To stay happy and healthy, all dogs require some grooming.
or lower-maintenance breeds, such as a Greyhound, Beagle, or Labrador Retriever, this can mean just a quick rubdown with a soft brush several times a week, frequent checks of eyes and ears, and a bath and nail-trim now and then.
For dogs with longer or more profuse coat, however, such as a Shih Tzu, Old English Sheepdog, or Bearded Collie, grooming can be a hairier proposition, perhaps involving daily sessions with a longer-tooth brush to keep tangles and mats at bay, or even periodic trims with scissors or clippers.
If your pet needs advanced grooming procedures such as clipping, you may feel more comfortable relying on the skills of a professional dog groomer, as about 26 percent of owners do. To find a good dog groomer in your area, you can check with local veterinary clinics and boarding kennels for recommendations. Also ask your breeder, who might be able to refer you to someone locally who knows how to groom your dog’s breed.
Or maybe you’re like the majority of dog owners who decide to take the “hairy plunge” and groom their own pet. As shown by AKC data, as many as 70 percent of pet owners report grooming their dog themselves.
If you’re going to groom your dog yourself, the first step is to do some research to learn the best grooming techniques for your dog’s coat type or breed.

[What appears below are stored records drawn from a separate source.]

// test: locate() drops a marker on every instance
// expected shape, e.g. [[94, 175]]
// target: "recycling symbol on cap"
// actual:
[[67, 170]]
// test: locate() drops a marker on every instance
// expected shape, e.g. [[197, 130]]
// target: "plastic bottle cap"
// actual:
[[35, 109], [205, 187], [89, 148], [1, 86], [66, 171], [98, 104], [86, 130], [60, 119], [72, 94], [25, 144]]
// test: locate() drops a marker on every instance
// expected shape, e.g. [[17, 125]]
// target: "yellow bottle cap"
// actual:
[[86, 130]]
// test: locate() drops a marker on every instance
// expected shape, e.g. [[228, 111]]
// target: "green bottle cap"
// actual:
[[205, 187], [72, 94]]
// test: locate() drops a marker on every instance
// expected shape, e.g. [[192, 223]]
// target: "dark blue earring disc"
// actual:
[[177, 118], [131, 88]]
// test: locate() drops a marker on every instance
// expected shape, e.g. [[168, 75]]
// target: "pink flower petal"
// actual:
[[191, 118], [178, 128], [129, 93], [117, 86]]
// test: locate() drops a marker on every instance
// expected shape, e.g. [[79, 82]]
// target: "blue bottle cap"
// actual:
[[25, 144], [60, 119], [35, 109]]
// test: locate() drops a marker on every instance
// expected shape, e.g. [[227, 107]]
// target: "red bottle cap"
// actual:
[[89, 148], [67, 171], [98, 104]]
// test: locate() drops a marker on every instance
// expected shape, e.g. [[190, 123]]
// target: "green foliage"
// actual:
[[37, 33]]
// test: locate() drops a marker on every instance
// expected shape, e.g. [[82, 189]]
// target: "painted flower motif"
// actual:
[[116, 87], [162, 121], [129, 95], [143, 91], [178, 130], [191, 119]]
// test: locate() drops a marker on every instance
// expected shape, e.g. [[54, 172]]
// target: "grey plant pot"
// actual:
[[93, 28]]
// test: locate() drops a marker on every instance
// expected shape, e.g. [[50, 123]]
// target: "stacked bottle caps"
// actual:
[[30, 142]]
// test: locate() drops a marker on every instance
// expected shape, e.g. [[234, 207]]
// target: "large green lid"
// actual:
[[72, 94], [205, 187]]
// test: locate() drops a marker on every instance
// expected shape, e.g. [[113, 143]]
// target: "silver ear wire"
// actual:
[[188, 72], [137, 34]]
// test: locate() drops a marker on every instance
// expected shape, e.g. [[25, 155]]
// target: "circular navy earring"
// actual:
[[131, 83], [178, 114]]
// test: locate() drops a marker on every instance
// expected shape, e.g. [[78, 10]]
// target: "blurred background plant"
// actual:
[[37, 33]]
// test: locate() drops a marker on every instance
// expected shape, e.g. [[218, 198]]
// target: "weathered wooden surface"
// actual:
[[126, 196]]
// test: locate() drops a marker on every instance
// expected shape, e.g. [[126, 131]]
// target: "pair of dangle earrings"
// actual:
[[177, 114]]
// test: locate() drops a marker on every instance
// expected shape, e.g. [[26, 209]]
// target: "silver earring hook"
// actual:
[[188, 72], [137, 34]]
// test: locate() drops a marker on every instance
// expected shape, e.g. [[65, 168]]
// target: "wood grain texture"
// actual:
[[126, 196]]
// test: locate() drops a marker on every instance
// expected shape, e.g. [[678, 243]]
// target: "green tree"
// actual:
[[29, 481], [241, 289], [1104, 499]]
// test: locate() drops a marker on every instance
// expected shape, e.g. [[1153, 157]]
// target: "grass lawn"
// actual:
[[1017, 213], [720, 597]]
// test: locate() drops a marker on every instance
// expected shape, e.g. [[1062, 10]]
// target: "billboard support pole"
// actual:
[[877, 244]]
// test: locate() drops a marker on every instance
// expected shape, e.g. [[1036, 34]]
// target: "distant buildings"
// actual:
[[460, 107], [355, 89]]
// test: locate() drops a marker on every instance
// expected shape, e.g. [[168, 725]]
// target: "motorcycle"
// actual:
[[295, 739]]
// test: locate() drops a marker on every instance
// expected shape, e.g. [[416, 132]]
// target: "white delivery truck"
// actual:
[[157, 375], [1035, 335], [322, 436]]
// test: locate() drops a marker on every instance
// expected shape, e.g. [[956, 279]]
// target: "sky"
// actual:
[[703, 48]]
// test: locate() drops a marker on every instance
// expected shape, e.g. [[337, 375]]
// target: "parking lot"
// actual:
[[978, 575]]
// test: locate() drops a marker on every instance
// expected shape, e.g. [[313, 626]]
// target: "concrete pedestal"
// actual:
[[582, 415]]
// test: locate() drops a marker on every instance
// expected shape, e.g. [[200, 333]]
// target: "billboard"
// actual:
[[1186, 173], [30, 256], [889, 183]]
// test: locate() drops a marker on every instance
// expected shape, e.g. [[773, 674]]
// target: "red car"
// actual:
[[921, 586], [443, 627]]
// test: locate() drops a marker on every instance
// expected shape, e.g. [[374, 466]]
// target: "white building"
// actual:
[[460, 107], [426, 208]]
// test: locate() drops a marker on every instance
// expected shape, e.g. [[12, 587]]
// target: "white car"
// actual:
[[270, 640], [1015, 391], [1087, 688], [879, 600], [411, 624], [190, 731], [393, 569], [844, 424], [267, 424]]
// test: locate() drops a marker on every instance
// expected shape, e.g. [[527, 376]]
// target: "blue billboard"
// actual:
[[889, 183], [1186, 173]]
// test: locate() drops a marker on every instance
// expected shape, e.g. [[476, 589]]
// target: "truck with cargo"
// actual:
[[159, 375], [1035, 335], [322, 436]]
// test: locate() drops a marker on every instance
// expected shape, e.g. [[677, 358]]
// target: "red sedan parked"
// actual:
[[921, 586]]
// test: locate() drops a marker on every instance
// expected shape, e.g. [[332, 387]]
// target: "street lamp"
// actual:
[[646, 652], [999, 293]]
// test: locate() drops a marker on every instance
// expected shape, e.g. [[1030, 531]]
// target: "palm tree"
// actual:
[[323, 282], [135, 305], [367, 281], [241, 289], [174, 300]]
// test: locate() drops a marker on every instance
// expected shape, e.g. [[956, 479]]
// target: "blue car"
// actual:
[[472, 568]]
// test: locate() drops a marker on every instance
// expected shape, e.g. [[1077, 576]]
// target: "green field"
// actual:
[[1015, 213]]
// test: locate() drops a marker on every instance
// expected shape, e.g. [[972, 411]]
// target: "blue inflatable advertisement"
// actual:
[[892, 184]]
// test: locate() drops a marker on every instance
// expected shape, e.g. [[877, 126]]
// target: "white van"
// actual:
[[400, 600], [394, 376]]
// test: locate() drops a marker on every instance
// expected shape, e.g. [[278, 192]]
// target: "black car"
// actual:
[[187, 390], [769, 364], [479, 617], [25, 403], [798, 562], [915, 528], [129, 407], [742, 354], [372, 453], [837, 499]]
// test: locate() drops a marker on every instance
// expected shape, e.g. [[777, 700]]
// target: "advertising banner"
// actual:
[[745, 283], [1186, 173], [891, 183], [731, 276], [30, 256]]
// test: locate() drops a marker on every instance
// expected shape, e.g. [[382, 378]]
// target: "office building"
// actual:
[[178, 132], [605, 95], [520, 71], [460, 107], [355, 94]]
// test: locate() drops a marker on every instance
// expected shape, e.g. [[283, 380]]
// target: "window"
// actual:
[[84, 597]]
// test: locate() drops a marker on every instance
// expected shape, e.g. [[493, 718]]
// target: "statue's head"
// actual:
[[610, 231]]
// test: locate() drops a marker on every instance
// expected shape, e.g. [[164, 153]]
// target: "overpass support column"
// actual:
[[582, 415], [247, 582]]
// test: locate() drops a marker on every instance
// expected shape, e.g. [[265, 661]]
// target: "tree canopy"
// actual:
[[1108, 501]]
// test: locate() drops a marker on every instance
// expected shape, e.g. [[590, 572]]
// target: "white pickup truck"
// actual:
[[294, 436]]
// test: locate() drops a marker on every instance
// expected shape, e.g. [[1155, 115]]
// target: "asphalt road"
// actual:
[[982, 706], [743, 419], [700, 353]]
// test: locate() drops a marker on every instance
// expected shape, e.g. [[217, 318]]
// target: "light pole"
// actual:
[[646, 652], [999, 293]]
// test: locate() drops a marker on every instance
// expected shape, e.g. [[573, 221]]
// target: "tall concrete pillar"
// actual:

If your dog is a purebred, the first resource you should check for grooming advice is your dog’s breeder. A nearby mentor who is an expert in the breed can also be a huge help in grooming guidance — often there’s no better way to learn than having someone demonstrate it to you first-hand and in person.
Don’t forget to learn about how to correctly trim nails, if you’re going to do this part of grooming yourself.
The next step is to stock up on the right tools and supplies — and this is an area where spending the higher price for better-quality products can be a wise investment in the long run.
Finally, before you start grooming, be sure to also check with the breed’s national parent club. Every parent club is happy to provide helpful resources on how to groom the breed—for example, the websites of the Shih Tzu Club of America and the American Miniature Schnauzer Club each provide a wealth of grooming advice. Many breed parent clubs even provide handouts and video tutorials with specific guidelines on grooming the breed.